— Но я же не брал денег! Юля, скажи! Я не мог их взять себе!
— Ты же не послушался меня, когда я сказала, чтобы ты не брал эту девчонку на операцию, — ответила она. — Откуда я знаю, может, у тебя действительно были какие-то личные мотивы…
— Как ты можешь… — еле выговорил Азарцев. У него было такое ощущение, будто его подняли высоко над землей и там оставили. А тело его вывернули наизнанку, вытряхнули, как старый коврик, и бросили вниз, к порогу. И теперь он, бесплотный, взирает на всю картину сверху, уже не принимая в ней никакого участия.
— Сможешь заплатить к вечеру? — повернулся к нему Лысая Голова.
— Если бы я действительно брал левые деньги, тогда смог бы, — сказал ему Азарцев. — А так — извини! У меня нет денег!
— Не хочешь платить — сделаем так, — снова пожевал губами Лысая Голова и посмотрел на часы. — Или к семи часам вечера на этом столе должны лежать деньги, или ты подписываешь документы и даришь ту недвижимость, включая землю, которая записана на тебя… — Он сделал паузу, и сердце у бывшей жены Азарцева замерло. — Даришь пока Юлии. А там посмотрим, как пойдут дела. Нотариуса пришлю.
Он встал и направился к двери, Юля, запнувшись за ковер, с блуждающей улыбкой на лице побежала за ним.
«Ну вот и все, — сказал себе Азарцев. — Прощайте, голуби!» Он заперся в своем кабинете, переписал на дискеты все свои компьютерные наработки, собрал книги, атласы, инструменты, попрощался с Лидией Ивановной, операционной сестрой, и оставшееся до семи часов время провел в буфетной за бесчисленным количеством чашек кофе и рюмок с коньяком. Юля тоже не выходила из своего кабинета. Что она там делала, не знал никто. А Юля стояла два часа перед зеркалом, разглядывала себя и думала, что вот наконец таким странным образом ее мечта сбылась.
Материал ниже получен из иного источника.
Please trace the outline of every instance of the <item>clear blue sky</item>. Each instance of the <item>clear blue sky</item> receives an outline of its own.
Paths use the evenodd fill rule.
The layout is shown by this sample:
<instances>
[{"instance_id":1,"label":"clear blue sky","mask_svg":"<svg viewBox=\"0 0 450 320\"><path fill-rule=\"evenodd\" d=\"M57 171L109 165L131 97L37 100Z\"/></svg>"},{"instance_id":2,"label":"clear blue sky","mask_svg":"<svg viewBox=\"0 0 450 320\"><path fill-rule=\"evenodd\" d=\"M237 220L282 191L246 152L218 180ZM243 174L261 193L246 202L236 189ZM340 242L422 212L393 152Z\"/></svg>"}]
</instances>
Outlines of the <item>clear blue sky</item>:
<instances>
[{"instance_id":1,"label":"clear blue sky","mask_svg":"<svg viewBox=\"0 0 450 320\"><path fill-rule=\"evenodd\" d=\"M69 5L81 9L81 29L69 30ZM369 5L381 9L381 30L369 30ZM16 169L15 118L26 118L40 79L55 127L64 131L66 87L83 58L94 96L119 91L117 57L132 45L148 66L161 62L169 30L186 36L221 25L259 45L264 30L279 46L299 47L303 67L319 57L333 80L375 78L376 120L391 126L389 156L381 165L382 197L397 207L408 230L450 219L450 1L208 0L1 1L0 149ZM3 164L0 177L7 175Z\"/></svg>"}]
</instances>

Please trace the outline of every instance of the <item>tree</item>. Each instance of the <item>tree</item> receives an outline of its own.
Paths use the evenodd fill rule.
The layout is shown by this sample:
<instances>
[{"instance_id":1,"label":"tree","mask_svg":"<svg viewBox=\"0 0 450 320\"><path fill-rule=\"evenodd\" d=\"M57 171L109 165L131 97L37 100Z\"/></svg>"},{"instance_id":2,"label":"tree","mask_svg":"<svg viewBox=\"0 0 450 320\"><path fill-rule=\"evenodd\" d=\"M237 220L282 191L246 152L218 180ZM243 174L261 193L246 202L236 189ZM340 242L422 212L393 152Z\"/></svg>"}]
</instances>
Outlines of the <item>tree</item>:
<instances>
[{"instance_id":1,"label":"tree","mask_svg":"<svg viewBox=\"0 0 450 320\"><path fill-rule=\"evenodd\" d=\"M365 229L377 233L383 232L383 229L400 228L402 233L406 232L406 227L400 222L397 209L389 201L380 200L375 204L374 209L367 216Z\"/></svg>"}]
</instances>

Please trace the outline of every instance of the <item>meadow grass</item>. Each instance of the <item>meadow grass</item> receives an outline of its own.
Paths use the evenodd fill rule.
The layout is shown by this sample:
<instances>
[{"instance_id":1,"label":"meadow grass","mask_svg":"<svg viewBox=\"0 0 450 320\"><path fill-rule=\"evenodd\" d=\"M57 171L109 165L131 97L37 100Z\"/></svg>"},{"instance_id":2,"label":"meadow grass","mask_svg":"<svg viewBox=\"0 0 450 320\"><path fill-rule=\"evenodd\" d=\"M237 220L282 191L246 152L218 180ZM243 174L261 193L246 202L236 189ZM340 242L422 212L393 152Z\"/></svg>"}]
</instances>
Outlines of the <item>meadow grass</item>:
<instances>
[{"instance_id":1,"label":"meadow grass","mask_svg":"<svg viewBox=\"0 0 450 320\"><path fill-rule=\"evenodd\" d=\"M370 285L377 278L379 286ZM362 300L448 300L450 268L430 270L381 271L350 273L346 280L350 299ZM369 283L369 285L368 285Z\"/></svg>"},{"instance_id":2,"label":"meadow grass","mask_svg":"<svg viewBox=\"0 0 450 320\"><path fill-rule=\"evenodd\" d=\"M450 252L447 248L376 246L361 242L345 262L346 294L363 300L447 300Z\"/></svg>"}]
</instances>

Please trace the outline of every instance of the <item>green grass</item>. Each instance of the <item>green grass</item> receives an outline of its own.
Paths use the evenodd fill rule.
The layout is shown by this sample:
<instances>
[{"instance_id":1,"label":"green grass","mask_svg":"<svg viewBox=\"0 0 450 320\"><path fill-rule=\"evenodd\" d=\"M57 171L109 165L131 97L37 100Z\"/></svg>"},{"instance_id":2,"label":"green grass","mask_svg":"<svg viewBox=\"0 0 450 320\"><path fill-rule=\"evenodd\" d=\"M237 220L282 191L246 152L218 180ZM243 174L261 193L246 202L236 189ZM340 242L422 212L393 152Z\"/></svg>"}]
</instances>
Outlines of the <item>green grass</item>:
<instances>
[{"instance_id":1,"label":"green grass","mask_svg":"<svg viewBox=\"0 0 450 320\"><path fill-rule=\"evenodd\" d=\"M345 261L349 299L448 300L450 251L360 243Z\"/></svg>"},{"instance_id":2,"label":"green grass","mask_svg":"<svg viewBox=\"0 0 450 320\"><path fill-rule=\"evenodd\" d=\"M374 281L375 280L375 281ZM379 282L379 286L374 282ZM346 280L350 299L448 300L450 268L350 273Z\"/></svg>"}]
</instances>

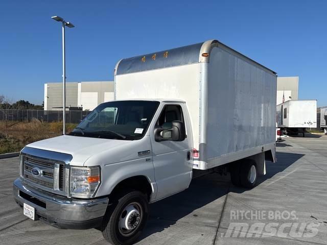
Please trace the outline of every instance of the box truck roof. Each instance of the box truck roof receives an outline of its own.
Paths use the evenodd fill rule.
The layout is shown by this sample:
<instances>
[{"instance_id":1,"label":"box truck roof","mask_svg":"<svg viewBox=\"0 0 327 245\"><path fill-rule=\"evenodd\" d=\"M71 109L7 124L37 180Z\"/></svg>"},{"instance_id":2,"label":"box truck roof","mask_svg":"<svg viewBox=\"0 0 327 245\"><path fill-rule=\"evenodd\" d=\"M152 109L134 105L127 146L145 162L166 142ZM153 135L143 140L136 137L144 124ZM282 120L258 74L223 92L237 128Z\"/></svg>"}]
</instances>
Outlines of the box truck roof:
<instances>
[{"instance_id":1,"label":"box truck roof","mask_svg":"<svg viewBox=\"0 0 327 245\"><path fill-rule=\"evenodd\" d=\"M180 103L184 103L185 101L183 101L182 100L178 100L175 99L157 99L157 98L147 98L147 99L142 99L142 98L136 98L136 99L120 99L120 100L116 100L115 101L157 101L158 102L165 102L166 103L169 103L171 102L179 102Z\"/></svg>"},{"instance_id":2,"label":"box truck roof","mask_svg":"<svg viewBox=\"0 0 327 245\"><path fill-rule=\"evenodd\" d=\"M209 59L210 52L213 47L212 44L213 44L217 46L223 46L225 48L229 50L230 52L237 53L245 58L248 61L251 61L274 74L276 74L273 70L219 41L211 40L195 44L123 59L117 63L114 70L115 75L121 75L205 62L206 60L208 61ZM154 62L154 61L155 62Z\"/></svg>"}]
</instances>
«Он Дон Кихот, но я его не оставлю, — говорила она себе в свое оправдание. — Ну если не может человек правильно руководить большой клиникой, он должен передать свое место другому. А оперировать — на здоровье! Никто же не запрещает! Наоборот, даже зарплату положим приличную! — Она стала обдумывать цифру зарплаты Азарцева, но почему-то каждый раз ей казалось, что она хочет предложить ему слишком много. — Ну ладно, решу это потом!» — сказала она себе и с каким-то упоением стала красить губы новой, только что распечатанной помадой.
Нотариус действительно приехал к семи часам. Документы были быстро подписаны, печати поставлены, все формальности соблюдены.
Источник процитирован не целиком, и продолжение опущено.